Dear Sebastian

On your question on the distribution of number values. All the evidence available points to the singular being considerably more frequent than the plural overall (though there are plural dominant nouns like English lips which show a contrary pattern). The evidence is mainly from Indo-European, but where there is data on non-IE languages, so far the (limited) evidence is for an even greater preponderance of the singular. Here’s a current summary:

"Evidence for this general pattern is found in Greenberg (1966 :31–32), who gives data
on French, Russian, Latin and Sanskrit, and the list is expanded in Corbett (2000 :281–
282) to include Slovene and Upper Sorbian. For those (Indo-European) languages
 the singular is used typically in over 70% of the instances in running text (somewhat
lower in Upper Sorbian); 70% is also the approximate figure reported for English
(Haskell et al. 2003 :125), while 79% is reported for Finnish texts (Räsänen 1979 :24),
and 91% for the Dagestanian language Hinuq (Forker 2016b :93)."

It’s from
Grevile G. Corbett 2019. Pluralia tantum nouns and the theory of features: a typology of nouns with non-canonical number properties. Morphology Volume 29, 1, 51–108. DOI: 10.1007/s11525-018-9336-0. ( https://link.springer.com/article/10.1007/s11525-018-9336-0)
It’s Open access so the references can be checked there. As that paper suggests, the fun really starts when other number values are involved.

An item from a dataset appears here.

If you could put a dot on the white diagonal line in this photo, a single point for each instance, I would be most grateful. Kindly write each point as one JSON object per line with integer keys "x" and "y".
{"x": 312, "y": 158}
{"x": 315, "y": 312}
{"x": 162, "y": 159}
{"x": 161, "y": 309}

So whey would there be apparent counter-evidence?
1. Some linguists fail to gloss bare stems, so they’d gloss dogs as plural but would not gloss the number of dog.
2. Similarly in languages where a part of the noun inventory shows “General number” some might (reasonably) not gloss general when it equals singular, but would gloss plural

Very best

On 7 Apr 2020, at 11:22, Sebastian Nordhoff <sebastian.nordhoff at glottotopia.de<mailto:sebastian.nordhoff at glottotopia.de>> wrote:

Dear list members,
I have done some analyses of endangered language archives (SOAS/ELAR, Nijmegen, Paradisec, AILLA). I retrieved 20k ELAN files with transcriptions and annotations and ran some statistics on the transcription tiers and the translation tiers.

Altogether, transcriptions have 2.5 million words; translations have 400.000 words.

Here are a number of findings I would like to share:

== Graphemes ==

- the most frequent grapheme in transcriptions is <a>
- the next most frequent graphemes are <e>, <i>, <n>, but the order is different between archives.

The fact that <a> is the most frequent grapheme is certainly plausible. But I am interested in explanations for the differences between <e>, <i>, <n>. Would we have expected these three, and which order would we have predicted?

== Categories ==

- the most frequent glossed categories are SG and PL. ELAR and Paradisec have more SG than PL, but TLA/Dobes has more PL than SG.

What do members of this list think are the most plausible explanations for the difference here? Does this meet your intuitions about the distribution of number categories?

The most popular non-number categories are DEM and PST by the way.

== Lexical glosses ==

'go' is the most frequent lexical gloss. 'come' is on rank #5, #7, #8 and #12+ in four different archives. 'one' is also a popular gloss. 'say' is popular in ELAR and TLA, but not in PARADISEC. 'then' is found in AILLA, PARADISEC and TLA, but not so much in ELAR.

The dominance of 'go' is plausible, but I was wondering what could explain the relatively reduced frequency of 'say' and 'then' in certain archives.

For the time being, all analyses are based on tokens, and there is no control for area or language. I have plans for refining the analyses in the future, but for right now, I would need some input from this list regarding possible explanations or hypotheses to investigate.

Best wishes